Most college-age Jews remain Zionists, however, and consider their Zionism central to their Jewish identity. This means that Jews looking to take on leadership positions and generally excel at important institutions are increasingly at a disadvantage, as their support for Israel is considered disqualifying. At universities including UCLA, USC, Tufts, and Duke, Jewish students have already faced the stark choice between remaining proudly Zionist and participating in campus life.

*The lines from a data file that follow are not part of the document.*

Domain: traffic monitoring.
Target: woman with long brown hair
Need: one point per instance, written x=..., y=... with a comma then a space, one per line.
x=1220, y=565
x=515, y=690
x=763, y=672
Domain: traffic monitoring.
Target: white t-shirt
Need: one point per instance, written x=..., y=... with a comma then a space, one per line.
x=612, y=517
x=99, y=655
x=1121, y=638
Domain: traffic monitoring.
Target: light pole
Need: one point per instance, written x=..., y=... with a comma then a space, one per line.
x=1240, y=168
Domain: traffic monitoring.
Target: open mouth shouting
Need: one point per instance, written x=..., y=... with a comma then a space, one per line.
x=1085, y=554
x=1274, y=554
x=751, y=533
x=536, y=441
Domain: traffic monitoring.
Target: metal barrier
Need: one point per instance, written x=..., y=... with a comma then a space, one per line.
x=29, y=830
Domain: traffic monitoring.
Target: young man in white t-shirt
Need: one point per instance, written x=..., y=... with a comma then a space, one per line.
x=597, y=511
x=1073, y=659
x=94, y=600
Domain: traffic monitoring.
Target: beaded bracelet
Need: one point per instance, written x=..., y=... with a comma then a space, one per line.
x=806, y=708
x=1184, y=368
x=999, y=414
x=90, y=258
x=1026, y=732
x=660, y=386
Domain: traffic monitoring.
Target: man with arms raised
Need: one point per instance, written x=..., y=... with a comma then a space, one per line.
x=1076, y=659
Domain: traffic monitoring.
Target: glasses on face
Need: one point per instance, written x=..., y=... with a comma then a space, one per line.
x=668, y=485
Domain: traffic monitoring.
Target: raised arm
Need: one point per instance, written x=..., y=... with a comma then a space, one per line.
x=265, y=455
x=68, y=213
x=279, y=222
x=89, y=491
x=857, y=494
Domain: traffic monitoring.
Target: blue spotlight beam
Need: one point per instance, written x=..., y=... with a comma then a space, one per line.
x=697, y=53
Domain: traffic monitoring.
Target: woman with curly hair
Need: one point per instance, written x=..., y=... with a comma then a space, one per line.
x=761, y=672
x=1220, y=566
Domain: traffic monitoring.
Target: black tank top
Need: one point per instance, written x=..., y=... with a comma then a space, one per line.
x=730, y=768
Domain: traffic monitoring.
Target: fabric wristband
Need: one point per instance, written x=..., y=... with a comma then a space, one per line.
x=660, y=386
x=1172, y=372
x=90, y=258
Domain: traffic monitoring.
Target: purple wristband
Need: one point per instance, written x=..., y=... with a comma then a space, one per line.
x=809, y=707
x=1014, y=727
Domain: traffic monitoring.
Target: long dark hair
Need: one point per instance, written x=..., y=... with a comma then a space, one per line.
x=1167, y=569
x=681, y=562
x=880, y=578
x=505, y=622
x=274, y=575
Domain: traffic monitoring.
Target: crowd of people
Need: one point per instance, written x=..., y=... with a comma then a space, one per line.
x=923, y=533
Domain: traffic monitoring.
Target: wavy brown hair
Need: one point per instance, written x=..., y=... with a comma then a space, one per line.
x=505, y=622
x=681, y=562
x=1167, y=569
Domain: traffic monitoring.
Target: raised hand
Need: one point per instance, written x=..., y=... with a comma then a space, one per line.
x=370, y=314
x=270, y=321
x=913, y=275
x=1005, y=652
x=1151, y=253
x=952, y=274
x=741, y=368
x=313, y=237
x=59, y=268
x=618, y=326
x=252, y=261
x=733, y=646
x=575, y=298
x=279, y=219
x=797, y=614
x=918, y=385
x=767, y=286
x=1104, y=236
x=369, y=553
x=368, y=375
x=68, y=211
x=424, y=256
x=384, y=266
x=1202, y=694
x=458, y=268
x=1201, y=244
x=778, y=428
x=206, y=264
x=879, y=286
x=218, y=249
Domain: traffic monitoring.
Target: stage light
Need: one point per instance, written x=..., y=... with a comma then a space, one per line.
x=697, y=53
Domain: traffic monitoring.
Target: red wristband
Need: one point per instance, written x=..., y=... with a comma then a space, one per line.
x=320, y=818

This is all the more disturbing because the themes and accusations characteristic of elite anti-Semitism mirror the rantings now frequently hurled at Jews on New York City subways and Brooklyn streets—except with longer words and academic-sounding concepts. The message is the same from self-righteous professors, amped-up student activists, and aggressive vagrants alike: Jews constitute a European entity that usurps indigenous peoples.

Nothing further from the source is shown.